Abstract:Large language models (LLMs) have rapidly advanced and demonstrated impressive capabilities. In-Context Learning (ICL) and Parameter-Efficient Fine-Tuning (PEFT) are currently two mainstream methods for augmenting LLMs to downstream tasks. ICL typically constructs a few-shot learning scenario, either manually or by setting up a Retrieval-Augmented Generation (RAG) system, helping models quickly grasp domain knowledge or question-answering patterns without changing model parameters.

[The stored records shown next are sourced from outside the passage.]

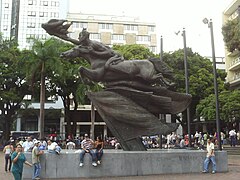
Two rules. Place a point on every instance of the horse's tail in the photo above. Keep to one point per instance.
(162, 67)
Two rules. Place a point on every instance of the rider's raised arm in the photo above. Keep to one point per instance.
(74, 41)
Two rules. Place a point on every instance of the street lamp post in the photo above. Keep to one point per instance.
(210, 25)
(161, 48)
(186, 84)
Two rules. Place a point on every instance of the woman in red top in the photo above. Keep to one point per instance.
(99, 149)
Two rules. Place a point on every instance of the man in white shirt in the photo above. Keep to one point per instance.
(232, 136)
(53, 147)
(210, 157)
(28, 145)
(70, 145)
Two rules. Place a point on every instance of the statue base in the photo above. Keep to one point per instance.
(125, 163)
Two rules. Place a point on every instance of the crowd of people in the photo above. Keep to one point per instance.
(15, 159)
(15, 152)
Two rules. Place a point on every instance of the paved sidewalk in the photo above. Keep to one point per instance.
(233, 174)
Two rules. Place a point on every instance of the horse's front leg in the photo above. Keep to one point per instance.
(95, 75)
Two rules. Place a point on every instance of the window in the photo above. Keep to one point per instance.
(31, 13)
(95, 36)
(54, 3)
(30, 2)
(118, 37)
(5, 16)
(105, 26)
(151, 28)
(43, 14)
(153, 49)
(44, 3)
(54, 14)
(143, 38)
(80, 25)
(5, 28)
(31, 25)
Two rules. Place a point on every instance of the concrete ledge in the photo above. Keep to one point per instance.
(125, 163)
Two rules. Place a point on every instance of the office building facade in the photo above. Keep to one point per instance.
(232, 58)
(22, 19)
(110, 29)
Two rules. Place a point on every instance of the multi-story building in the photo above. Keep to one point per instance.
(110, 29)
(232, 58)
(22, 19)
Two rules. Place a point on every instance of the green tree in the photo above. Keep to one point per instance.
(42, 62)
(13, 85)
(200, 74)
(229, 106)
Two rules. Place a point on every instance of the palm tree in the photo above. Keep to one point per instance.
(43, 61)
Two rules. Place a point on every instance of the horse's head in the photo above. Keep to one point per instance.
(83, 36)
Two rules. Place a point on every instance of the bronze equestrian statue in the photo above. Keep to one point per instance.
(136, 91)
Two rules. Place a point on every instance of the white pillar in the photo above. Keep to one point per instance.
(18, 128)
(62, 127)
(78, 131)
(104, 131)
(168, 118)
(39, 125)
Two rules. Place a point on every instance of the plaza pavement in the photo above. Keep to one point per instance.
(232, 174)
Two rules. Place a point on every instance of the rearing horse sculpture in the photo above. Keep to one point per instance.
(136, 90)
(108, 66)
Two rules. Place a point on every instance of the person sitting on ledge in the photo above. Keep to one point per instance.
(53, 147)
(210, 157)
(87, 147)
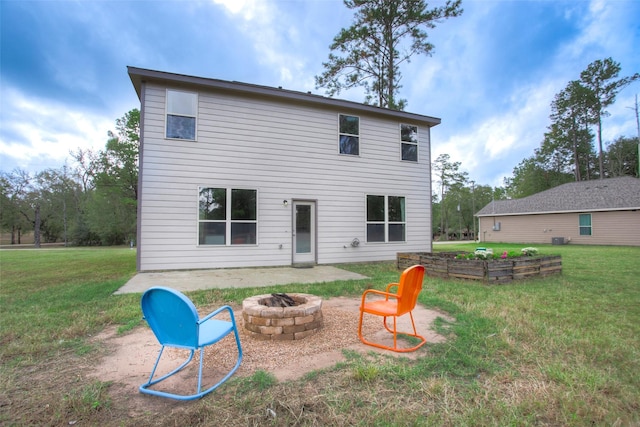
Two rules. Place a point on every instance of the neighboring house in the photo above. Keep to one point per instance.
(596, 212)
(239, 175)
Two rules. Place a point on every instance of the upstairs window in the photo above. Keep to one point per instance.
(182, 111)
(349, 135)
(227, 216)
(409, 142)
(386, 220)
(585, 224)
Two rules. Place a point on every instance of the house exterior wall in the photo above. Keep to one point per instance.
(285, 151)
(608, 228)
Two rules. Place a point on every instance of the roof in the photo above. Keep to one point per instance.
(583, 196)
(140, 75)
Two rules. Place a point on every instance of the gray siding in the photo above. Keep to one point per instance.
(608, 228)
(285, 151)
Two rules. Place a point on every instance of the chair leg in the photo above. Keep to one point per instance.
(393, 331)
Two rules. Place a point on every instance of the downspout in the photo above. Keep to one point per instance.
(143, 86)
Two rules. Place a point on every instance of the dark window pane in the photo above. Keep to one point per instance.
(409, 133)
(243, 204)
(349, 145)
(213, 204)
(181, 127)
(396, 209)
(211, 233)
(375, 232)
(396, 232)
(375, 208)
(349, 124)
(585, 224)
(243, 233)
(410, 152)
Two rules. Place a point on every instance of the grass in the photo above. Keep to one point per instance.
(562, 350)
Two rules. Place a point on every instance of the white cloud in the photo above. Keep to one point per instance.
(271, 38)
(38, 134)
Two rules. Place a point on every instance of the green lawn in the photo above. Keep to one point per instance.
(563, 350)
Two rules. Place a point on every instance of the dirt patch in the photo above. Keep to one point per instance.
(130, 357)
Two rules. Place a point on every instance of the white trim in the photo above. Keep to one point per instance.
(167, 113)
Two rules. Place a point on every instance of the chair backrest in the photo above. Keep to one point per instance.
(171, 316)
(409, 287)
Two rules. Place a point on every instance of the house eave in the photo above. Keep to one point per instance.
(139, 75)
(557, 212)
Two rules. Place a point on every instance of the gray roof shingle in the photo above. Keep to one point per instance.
(596, 195)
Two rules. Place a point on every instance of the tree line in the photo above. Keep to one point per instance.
(566, 154)
(93, 201)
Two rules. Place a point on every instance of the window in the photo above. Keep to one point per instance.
(227, 216)
(349, 135)
(386, 219)
(585, 224)
(409, 142)
(182, 109)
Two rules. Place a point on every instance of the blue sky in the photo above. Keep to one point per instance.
(491, 78)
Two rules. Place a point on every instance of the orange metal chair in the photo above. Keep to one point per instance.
(395, 305)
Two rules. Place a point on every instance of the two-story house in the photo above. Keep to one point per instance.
(239, 175)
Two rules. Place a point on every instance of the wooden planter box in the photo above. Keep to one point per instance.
(445, 265)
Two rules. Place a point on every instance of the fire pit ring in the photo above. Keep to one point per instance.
(282, 323)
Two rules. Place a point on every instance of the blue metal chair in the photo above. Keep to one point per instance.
(175, 322)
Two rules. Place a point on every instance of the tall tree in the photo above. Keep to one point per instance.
(621, 158)
(448, 174)
(14, 187)
(371, 50)
(600, 78)
(112, 207)
(569, 135)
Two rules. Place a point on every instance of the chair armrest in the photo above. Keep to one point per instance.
(216, 312)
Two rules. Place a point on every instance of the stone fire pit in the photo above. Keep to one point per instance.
(282, 323)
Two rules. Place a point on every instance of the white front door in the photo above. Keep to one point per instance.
(304, 232)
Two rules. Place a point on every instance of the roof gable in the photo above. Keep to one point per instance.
(140, 75)
(596, 195)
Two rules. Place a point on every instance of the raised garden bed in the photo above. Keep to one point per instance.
(446, 265)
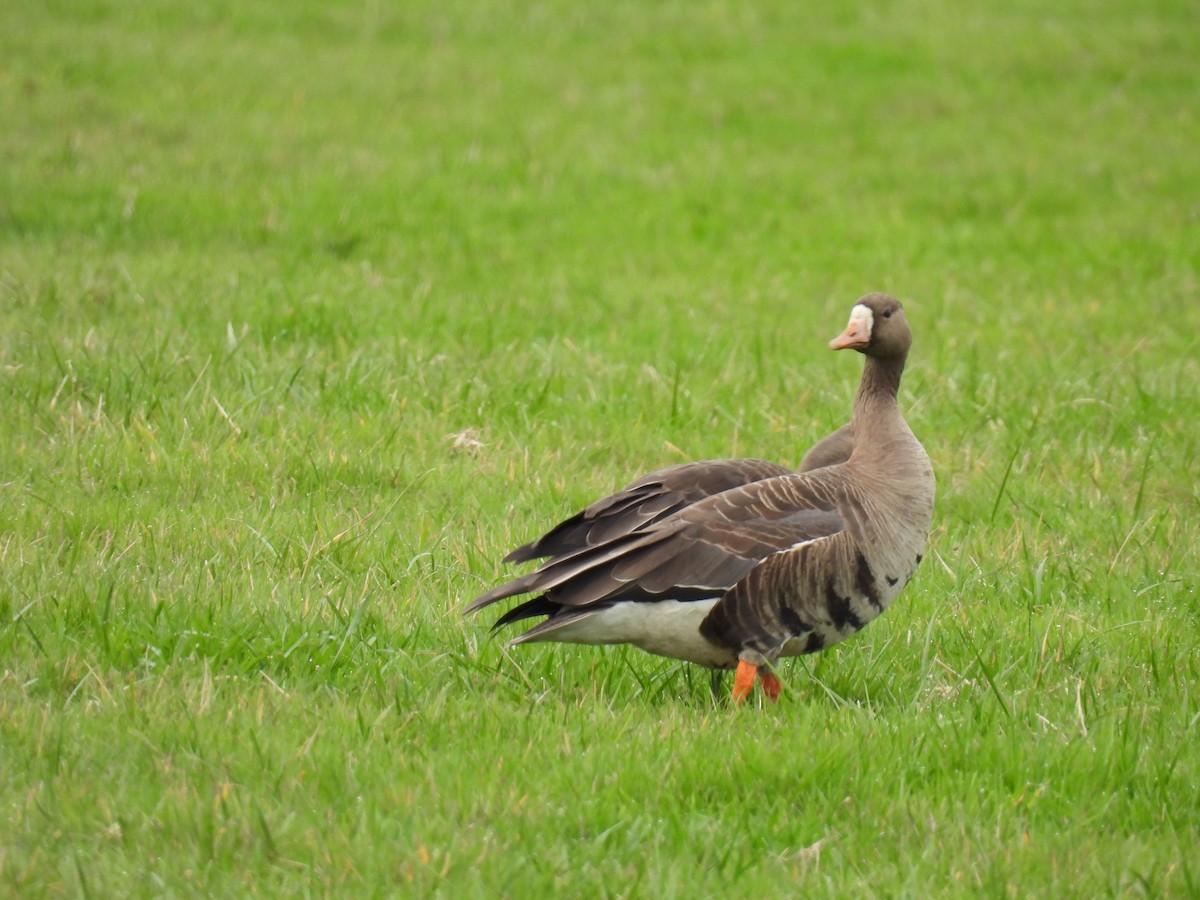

However, this approach involves trade-offs, such as slower inference speed and increased space occupancy. PEFT assists the model in adapting to tasks through minimal parameter modifications, but the training process still demands high hardware requirements, even with a small number of parameters involved. To address these challenges, we propose Reference Trustable Decoding (RTD), a paradigm that allows models to quickly adapt to new tasks without fine-tuning, maintaining low inference costs. RTD constructs a reference datastore from the provided training examples and optimizes the LLM's final vocabulary distribution by flexibly selecting suitable references based on the input, resulting in more trustable responses and enabling the model to adapt to downstream tasks at a low cost. Experimental evaluations on various LLMs using different benchmarks demonstrate that RTD establishes a new paradigm for augmenting models to downstream tasks. Furthermore, our method exhibits strong orthogonality with traditional methods, allowing for concurrent usage.